Wednesday, April 26, 2017


From the outside looking in
Both Mr. Trump and I started new jobs within
a week of each other. Therefore I understand
the challenges confronting any newbie as they
transition into a new role. Starting afresh can
be a mix of anticipation and angst. However
while one's first day at school may have shaken
them to their very core, often the most seismic
of entrees occur much later in life. No wonder
our President is doing whatever he can to make
his mark. Whether it's indicative of a question
or exclamation is yet to be decided. And given
his approval ratings, many doubt his ability to
deliver on his promises. No wonder he's upset!
New kid on the block
Feeling out of place is never a comfort zone.
No matter how old you are, being the new
kid on the block is stressful at best. Hence
maintaining a smooth glide path as one tries
to adjust to new circumstances can be a rather
bumpy journey. At some point in said process
we question whether we've made the correct
decision. Inevitably such thoughts are driven
by self doubt. "Do I belong here?" "Am I up
to the challenge?" "Can I possibly survive?"
Such circumspection only isolates us from the
challenges at hand. Therefore to prove that
we belong we must overcome our own fears.
Limited circumstances
Alienation is often fueled by isolation - which
subsequently breeds contempt.

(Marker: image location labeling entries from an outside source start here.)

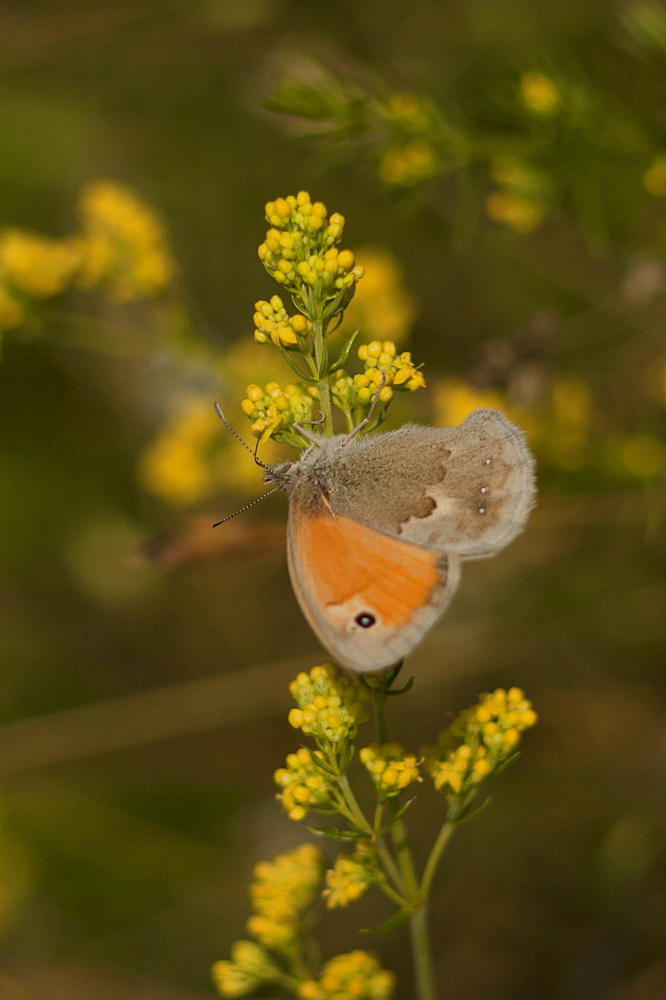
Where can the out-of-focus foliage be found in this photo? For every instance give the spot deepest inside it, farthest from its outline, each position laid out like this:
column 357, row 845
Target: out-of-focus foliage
column 504, row 168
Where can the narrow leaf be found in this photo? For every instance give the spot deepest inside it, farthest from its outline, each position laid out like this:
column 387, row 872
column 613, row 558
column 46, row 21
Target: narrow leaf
column 395, row 921
column 344, row 352
column 294, row 367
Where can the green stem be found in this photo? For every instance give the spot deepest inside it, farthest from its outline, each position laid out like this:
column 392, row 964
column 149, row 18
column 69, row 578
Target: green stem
column 422, row 955
column 443, row 838
column 355, row 811
column 418, row 922
column 379, row 708
column 321, row 363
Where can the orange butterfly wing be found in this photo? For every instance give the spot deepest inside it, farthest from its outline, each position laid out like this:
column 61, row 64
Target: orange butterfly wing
column 368, row 596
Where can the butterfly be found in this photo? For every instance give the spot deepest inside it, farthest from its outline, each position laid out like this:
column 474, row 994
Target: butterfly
column 380, row 524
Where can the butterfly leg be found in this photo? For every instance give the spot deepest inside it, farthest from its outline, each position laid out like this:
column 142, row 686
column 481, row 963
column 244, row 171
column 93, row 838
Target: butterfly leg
column 300, row 426
column 371, row 412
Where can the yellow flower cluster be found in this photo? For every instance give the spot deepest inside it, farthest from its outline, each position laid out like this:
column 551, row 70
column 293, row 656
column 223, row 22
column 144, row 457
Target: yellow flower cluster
column 400, row 370
column 36, row 265
column 331, row 705
column 522, row 199
column 409, row 164
column 283, row 889
column 304, row 785
column 382, row 364
column 348, row 879
column 274, row 409
column 300, row 250
column 123, row 244
column 355, row 976
column 390, row 768
column 540, row 94
column 176, row 466
column 479, row 741
column 272, row 323
column 248, row 968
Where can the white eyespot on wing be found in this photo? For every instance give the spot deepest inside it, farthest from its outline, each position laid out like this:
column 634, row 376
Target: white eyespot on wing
column 483, row 500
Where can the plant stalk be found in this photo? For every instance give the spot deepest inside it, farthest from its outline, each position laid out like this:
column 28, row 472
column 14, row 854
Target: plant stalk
column 323, row 386
column 422, row 955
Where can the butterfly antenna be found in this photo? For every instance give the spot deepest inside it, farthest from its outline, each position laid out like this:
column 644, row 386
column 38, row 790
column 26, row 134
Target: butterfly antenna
column 246, row 446
column 246, row 507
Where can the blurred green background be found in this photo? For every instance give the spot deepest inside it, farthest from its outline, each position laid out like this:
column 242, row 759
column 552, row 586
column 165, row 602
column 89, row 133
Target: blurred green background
column 509, row 158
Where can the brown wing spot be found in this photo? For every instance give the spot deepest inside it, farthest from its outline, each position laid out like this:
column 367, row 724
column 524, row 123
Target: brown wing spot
column 393, row 577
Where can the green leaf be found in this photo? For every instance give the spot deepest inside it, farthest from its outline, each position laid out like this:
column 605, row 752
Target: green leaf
column 334, row 833
column 344, row 352
column 395, row 921
column 294, row 367
column 321, row 764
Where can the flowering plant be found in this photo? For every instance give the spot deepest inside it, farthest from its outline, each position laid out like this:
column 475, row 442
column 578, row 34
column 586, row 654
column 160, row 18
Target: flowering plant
column 301, row 253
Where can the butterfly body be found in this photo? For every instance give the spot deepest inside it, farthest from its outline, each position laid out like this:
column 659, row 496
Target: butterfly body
column 379, row 524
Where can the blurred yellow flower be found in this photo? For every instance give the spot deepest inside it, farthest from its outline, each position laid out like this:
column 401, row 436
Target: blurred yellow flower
column 37, row 265
column 654, row 178
column 123, row 244
column 539, row 93
column 517, row 211
column 283, row 890
column 11, row 311
column 354, row 976
column 644, row 455
column 409, row 164
column 176, row 466
column 456, row 399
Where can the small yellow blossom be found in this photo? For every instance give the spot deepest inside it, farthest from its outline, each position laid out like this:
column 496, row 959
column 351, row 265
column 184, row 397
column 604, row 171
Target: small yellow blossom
column 303, row 784
column 272, row 323
column 123, row 244
column 654, row 178
column 354, row 976
column 274, row 409
column 300, row 252
column 37, row 265
column 456, row 399
column 331, row 705
column 409, row 164
column 390, row 768
column 349, row 878
column 540, row 94
column 176, row 465
column 479, row 741
column 283, row 890
column 382, row 307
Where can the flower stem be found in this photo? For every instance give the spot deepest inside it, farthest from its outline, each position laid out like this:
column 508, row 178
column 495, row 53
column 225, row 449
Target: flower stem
column 443, row 838
column 321, row 363
column 422, row 955
column 418, row 922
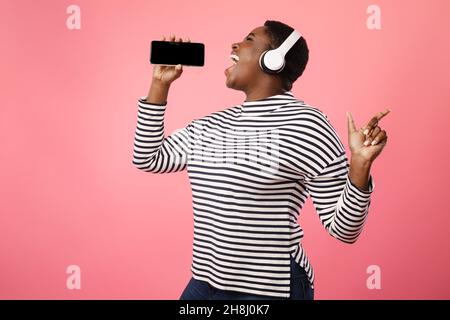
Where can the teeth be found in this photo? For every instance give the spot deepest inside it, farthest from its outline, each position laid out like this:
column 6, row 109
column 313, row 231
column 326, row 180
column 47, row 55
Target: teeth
column 235, row 58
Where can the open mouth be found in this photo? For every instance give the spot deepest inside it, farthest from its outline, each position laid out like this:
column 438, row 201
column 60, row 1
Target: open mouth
column 235, row 59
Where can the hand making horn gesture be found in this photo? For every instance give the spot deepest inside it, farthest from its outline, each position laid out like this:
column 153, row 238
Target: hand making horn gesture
column 367, row 142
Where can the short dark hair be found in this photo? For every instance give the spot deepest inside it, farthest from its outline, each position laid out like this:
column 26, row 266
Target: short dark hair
column 296, row 58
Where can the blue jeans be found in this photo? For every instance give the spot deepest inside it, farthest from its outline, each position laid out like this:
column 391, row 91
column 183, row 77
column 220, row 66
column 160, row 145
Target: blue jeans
column 201, row 290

That explains
why many terrorists are the disenfranchised
rejects of our society at large. Angry about
their seemingly unfair treatment, they search
for answers that validate their very existence.
The tenets of radicalism provide a context
that focuses a follower's unspent hostility,
anger, and resentment. Once empowered by
their newfound validation, the victimization
of their enemies is fully justified. Suddenly
"vengeance is mine saith the Lord" isn't just
a verse but a noble excuse for bad behavior.
Odd man out
You don't have to be a terrorist to destroy lives.
As proven by the pain and suffering we humans
reap on each other on a daily basis. Retribution
can rear it's ugly head in all sorts of situations.
Whether thats a subtle snub of a neighbor or the
purposeful spreading of false rumors about a
friend or colleague. Often what we deem to be
a little "dig" can destroy another's equilibrium.
So why can't we all be kinder AND gentler?
What can we lose except a slight but unfair
advantage? What if we helped rather than hurt?
We might discover that in doing so everyone
gain while few if any lose? Imagine that...
Better the enemy you know
One of the advantages to being civilized is
acting like it. Whether you're an ingenue or
an old pro, it's best to treat all we meet in
exactly the same manner as we want to be
treated. Everyone benefits from common
courtesy. So please, give yourself (and me)
the benefit of the doubt and expect the best
from others. Simply by not lowering your
expectations you raise our collective bar.
Which not only makes our world a better
place but also insures we each feel better
about ourselves. Thus in any new situation
manners and generosity matter all the more!.